A chess player I know said he read somewhere that masters playing blindfold will divide the board in four in their imagination. They are able to visualise 16 squares quite OK, but not 64 (that's certainly my situation!). They later put the four quarter-boards together in their minds, presumably by noting which pieces are about to take each other and so on - the relationships between the pieces.

First of all - does anyone know whether this is true of masters playing blindfold. And is it effective?

Either way, it's an example of a mental "technique" to improve calculating abilities.

Does anyone know of any other mental "techniques" that might extend the range of calculation (perhaps including mental techniques from non-chess fields). For example: hypnosis/meditation etc?

Similarly, some people use mnemonics to remember things (eg All Cows Eat Grass - ACEG - for the musical notes on the bass stave) - are there any comparable techniques for remembering the position of pieces in a chess game? Just a thought.

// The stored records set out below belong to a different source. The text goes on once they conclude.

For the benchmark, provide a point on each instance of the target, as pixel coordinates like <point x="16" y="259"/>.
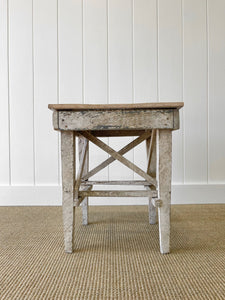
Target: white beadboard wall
<point x="111" y="51"/>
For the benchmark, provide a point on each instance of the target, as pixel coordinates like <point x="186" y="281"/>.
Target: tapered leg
<point x="164" y="165"/>
<point x="151" y="170"/>
<point x="86" y="167"/>
<point x="68" y="153"/>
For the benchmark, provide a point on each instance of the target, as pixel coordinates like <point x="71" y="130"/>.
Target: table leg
<point x="164" y="166"/>
<point x="151" y="170"/>
<point x="68" y="152"/>
<point x="86" y="167"/>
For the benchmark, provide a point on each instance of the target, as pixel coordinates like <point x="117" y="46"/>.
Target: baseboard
<point x="51" y="195"/>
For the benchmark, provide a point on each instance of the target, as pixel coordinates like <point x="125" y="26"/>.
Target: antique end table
<point x="150" y="122"/>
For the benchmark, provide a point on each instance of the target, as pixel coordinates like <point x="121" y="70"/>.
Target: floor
<point x="117" y="255"/>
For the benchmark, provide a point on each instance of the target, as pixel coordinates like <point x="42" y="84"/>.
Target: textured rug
<point x="117" y="255"/>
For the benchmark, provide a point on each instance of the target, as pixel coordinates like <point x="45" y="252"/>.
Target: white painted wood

One other related observation: some very strong players are known to stare at the roof, or into the middle distance, rather than at the board when they're playing. I saw Greg Hjorth doing this in my youth, shortly before he uncorked some fantastic move. I've also heard that Ivanchuk does it, and some suggestion that autistic players do it. I'd be interested to know why they do this (is it perhaps because, once one's calculations go a few moves past the board position, the positions are so different that the board is no longer a useful reference point? Is it something that mere mortals like myself should try - is there a point at which seeing the physical board is no longer useful for calculation?

Gattaca
22-01-2008, 03:48 PM
Hi Paul.

I can play pretty reasonable blindfold chess, without forgetting the position at least.

I don't use any artificial technique like dividing the board into 4. Neither do I visualise the whole board perfectly like a picture in my mind. What I see is a whole bunch of relationships between the pieces, as you alluded to. So in any given blindfold game I will concentrate on a particular area of the board and then swing my attention back and forth, perhaps a bit like looking through a funnel. (Is that tunnel vision? :) )

I suspect that is also what we do when looking at a board in a normal game, but because our eyes are 'seeing' everything it appears different to a blindfold game. In actual fact though, we are not really thinking about everything our eyes are seeing, our brains are only thinking about a certain relevant part of it.

I doubt that when players stare into space they are doing much serious calculation. It's probably either resting their minds and relaxing for a moment, or just double checking that visual stimulus isn't interfering with what they are visualising. They usually only do it for a short time.

As to how to extend ones depth of accurate calculation, that is a tough one. Practice is certainly important. It's hard work calculating, so a lot of players are lazy and decide to mainly use their intuition, or concentrate on positional play.

If you simply decide to start calculating as far as you can for as long as it takes in your games, you'll certainly improve your ability in that area. It may not pay off straight away though, both because of clock time used and because human calculation is never going to be good enough on its own. Intuition about the positions you are 'seeing' and good assessments when you reach the end of your analysis are still very important.

For example, the key moment in a line might be 8 moves down the variation. It may not matter whether you can see 6 moves ahead or 7 moves in such a case... what is more important is whether you assess the probability of it being good correctly. Of course if you could calculate an extra move ahead then suddenly it would have made a big difference in such a case, but I'm just making the point that sometimes extra calculating depth won't immediately convert to extra points. If however, you add a whole few extra ply to your calculations, and more importantly become more accurate, that should obviously make a huge difference to results.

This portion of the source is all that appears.